Paulley went ahead and booked a ticket costing just £1 from London to Birmingham last Thursday (16 July).
When the coach arrived (pictured), he was told he could not travel on it because the vehicle was not wheelchair-accessible.
He explained the law, and the driver agreed to call for an accessible coach.
More than an hour later, the replacement coach arrived.
This time the vehicle had a lift and was wheelchair-accessible, and Paulley was driven to Birmingham, with the inaccessible coach travelling with them in convoy.
He was the only passenger on board either of the coaches.
He has since discovered that FlixBus’s operator licence is currently “under consideration” by the Traffic Commissioners – a Department for Transport tribunal – even before its apparent breach of accessible transport laws.
Now Paulley plans to launch a private prosecution in the magistrates’ court against FlixBus for offering an inaccessible vehicle, as well as beginning a separate civil action.
He has been told by police that they will not investigate the incident because FlixBus provided an alternative vehicle that was accessible.
Paulley said: “It is supremely arrogant that this company appears to have started UK operations without any research into their access obligations.
“I intend on forcibly educating them.
“Perhaps they should implement the British standards in their European fleet, as it seems they are happy to run inaccessible vehicles and make disabled people book much longer in advance than non-disabled people.”

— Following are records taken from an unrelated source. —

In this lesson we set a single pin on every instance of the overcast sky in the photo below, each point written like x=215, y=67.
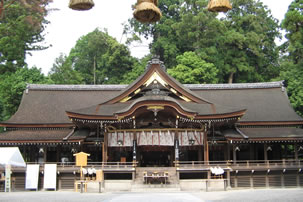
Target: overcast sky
x=67, y=26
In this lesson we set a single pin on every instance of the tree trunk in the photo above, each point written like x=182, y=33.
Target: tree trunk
x=231, y=77
x=95, y=70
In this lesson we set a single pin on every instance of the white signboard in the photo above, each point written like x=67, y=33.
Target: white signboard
x=50, y=176
x=32, y=176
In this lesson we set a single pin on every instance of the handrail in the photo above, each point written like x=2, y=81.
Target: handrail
x=155, y=129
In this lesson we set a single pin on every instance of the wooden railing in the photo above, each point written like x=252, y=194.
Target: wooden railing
x=241, y=165
x=71, y=167
x=180, y=165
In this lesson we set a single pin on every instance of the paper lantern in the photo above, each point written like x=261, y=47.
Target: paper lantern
x=81, y=5
x=219, y=5
x=146, y=11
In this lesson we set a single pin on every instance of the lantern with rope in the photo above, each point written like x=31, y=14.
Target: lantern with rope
x=81, y=5
x=146, y=11
x=219, y=5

Two years ago, Paulley managed to persuade three national coach companies that were preventing wheelchair-users enjoying a “turn up and go” service to change their rules.
Gavin Miller, enforcement policy specialist for the Driver and Vehicle Standards Agency (DVSA) said: “DVSA takes accessibility regulations very seriously.
“DVSA has received a report about this operator’s booking process for wheelchairs, and about a linked incident where an alleged non-PSVAR* compliant vehicle was used on a scheduled coach service.
“Enquiries and investigations are ongoing into these matters. Any breach of the regulations found will be reported to the Traffic Commissioner for consideration.”
He added: “The DVSA welcomes reports of PSVAR non-compliance, and will ensure that in each case, the correct level of consideration, investigation and further action is taken.”
FlixBus – which brags on its website that its “green buses comply with the highest safety and environmental standards” – has so far refused to accept that the terms and conditions on its website are unlawful.
The website states: “In order to verify that transportation will be possible, the passenger is requested to provide the exact model of the wheelchair or other walking aids to customer service before booking, by telephone from 14 days and no later than 7 days (for transportation in the passenger cabin) or 36 hours (for transportation in the baggage compartment) before departure.”
A FlixBus spokesperson claimed that this was only so it could confirm if the wheelchair-accessible spaces on the coach were available, even though a passenger carrying their wheelchair in the baggage compartment would not need to book a wheelchair space.
She was also unable to explain why it would take between seven and 14 days to check whether a wheelchair space was available on a particular service.
She said the company had started an investigation into how an inaccessible coach – in FlixBus livery – had arrived at the coach stop in London to pick up Paulley.
She said: “All coaches servicing our lines are PSVAR compliant. We have implemented double checks of this during the investigation.
“Passengers travelling in a wheelchair are of course, in accordance to UK law, welcome to board our coaches without notifying us in advance.
“We do kindly request them to inform us in advance to ensure that the wheelchair accessible seats are not occupied by other wheelchair users.”
But Paulley said: “It’s pure ableism and discrimination – they appear to be of the mindset that wheelchair-users should expect, accept and even be grateful for the ‘special care’ of booking days in advance.
“This is where Britain was 20 years ago, and it is shameful.”